苏嵘生笑了:“不必有那么多顾虑,你将会是公司一人之下万人之上的人,没人敢明目张胆的针对你。”
我转过身看着他:“我并没有丰富的工作经验,能做什么?”
“秘书部主任,原来的秘书部主任被我派去外地的分公司了,这个部分直接对我负责,工作也很容易上手,我相信你能胜任。”
他越是夸我,我就越是发虚,怕砸了他的面子:“你从哪儿看出我能胜任的?”
他低声笑了笑:“就凭我慧眼识珠。”
好吧,我服。
我们又在床上赖了一会儿后才起,收拾妥当后一起去公司。
在去公司的路上,苏嵘生边开车边说:“对了,虽然公司是我的,但为了不给你招惹不必要的麻烦,不让别人对你有先入为主的观念,我们暂时别公开我们的关系,怎么样?”
苏嵘生的话我很赞同:“我也正想和你说这个呢!我本来就对你安排的这个岗位发憷,若做不好,连你都会落人口舌。”
我顿了顿,又说:“但在刘泽凡还是我老公的时候,我也来过你们公司,万一有人认出我呢?”

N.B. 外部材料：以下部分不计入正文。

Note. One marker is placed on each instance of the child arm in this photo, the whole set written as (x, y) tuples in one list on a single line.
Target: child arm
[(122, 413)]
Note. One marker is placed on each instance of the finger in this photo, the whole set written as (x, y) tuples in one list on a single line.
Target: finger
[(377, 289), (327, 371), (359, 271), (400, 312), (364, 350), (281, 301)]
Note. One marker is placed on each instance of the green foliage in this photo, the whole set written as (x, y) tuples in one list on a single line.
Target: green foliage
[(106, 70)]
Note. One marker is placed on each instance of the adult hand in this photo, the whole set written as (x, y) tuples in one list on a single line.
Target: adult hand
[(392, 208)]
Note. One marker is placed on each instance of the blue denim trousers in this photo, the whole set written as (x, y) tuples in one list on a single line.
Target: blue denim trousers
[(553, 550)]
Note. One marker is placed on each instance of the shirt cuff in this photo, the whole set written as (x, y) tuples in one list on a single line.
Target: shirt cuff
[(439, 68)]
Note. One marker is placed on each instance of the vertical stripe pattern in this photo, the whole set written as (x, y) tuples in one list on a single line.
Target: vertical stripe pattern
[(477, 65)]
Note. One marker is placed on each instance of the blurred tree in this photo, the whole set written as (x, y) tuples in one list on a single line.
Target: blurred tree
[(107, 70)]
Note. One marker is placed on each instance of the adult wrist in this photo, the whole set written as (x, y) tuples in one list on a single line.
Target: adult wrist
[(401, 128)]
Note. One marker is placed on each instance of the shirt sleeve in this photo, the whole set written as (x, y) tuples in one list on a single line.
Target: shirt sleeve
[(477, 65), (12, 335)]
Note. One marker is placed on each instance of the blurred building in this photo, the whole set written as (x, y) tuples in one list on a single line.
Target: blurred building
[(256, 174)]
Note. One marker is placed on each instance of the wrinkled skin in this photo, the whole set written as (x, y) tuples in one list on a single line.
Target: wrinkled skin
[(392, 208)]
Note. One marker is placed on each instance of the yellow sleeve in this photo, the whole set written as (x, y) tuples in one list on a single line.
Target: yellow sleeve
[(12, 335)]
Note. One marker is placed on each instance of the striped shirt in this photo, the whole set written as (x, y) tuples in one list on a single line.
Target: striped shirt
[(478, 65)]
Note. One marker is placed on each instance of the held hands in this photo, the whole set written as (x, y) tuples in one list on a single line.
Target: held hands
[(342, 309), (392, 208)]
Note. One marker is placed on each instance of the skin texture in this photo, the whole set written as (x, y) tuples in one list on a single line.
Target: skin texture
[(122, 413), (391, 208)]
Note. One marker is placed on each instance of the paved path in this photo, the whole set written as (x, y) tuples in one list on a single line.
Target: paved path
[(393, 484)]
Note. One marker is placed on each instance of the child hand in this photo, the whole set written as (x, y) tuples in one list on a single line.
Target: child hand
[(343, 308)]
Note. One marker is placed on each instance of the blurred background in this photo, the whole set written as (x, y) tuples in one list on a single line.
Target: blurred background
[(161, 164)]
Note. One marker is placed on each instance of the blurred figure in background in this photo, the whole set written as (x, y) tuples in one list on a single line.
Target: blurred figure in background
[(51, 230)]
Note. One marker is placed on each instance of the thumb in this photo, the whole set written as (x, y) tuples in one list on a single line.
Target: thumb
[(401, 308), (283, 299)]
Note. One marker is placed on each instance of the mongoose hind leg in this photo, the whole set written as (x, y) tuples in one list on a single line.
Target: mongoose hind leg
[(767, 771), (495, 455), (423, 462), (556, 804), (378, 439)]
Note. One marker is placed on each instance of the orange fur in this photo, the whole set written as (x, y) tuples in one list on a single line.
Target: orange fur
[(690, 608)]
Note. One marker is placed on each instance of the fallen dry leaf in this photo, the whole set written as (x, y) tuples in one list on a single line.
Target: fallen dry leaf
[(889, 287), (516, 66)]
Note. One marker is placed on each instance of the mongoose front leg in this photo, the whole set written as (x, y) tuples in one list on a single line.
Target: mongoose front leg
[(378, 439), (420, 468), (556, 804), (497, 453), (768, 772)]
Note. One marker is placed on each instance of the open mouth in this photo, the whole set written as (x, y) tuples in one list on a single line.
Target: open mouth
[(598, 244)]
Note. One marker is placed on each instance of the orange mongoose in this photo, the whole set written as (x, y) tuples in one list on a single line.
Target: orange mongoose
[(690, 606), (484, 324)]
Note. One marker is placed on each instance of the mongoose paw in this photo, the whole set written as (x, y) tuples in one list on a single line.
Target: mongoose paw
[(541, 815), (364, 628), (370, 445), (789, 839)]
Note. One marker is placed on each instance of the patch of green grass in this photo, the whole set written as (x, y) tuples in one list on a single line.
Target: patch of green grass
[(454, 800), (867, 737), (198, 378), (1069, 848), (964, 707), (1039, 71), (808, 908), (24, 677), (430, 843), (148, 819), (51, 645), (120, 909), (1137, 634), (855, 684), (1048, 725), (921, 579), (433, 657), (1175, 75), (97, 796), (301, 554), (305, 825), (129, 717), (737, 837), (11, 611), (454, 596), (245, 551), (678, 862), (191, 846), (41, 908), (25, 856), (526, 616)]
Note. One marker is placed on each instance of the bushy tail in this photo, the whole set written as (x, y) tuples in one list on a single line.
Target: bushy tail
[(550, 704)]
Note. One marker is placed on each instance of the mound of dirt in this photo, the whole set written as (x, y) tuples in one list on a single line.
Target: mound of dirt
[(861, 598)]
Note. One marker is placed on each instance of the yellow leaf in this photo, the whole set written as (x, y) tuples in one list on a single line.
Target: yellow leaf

苏嵘生温尔一笑:“那些见过你的人,都被我调去新公司了。”
他的话令我吃惊不已:“没必要那么大费周章吧?”
他深情款款:“谁让我喜欢你呢!”
一大早的,就在毫无防备之下吃了甜言蜜语的糖,弄得我整个人都甜甜的了。“可以的。”
苏嵘生见我答应得很爽快,似乎松了口气儿:“不过单纯的保守秘密有点没意思,我们来打赌吧?”
“赌什么?你明知道我一无所有。”
“赌注暂时没想好。”他想了想说:“这样吧,谁先说出我们的关系谁就输,而赢的一方可以提一个对方能做到要求,对方必须得答应。”
我寻思着,反正这个对赌协议我并不吃亏,反正我一穷二白,除了我这个人外,他并无所得。
“完全同意!”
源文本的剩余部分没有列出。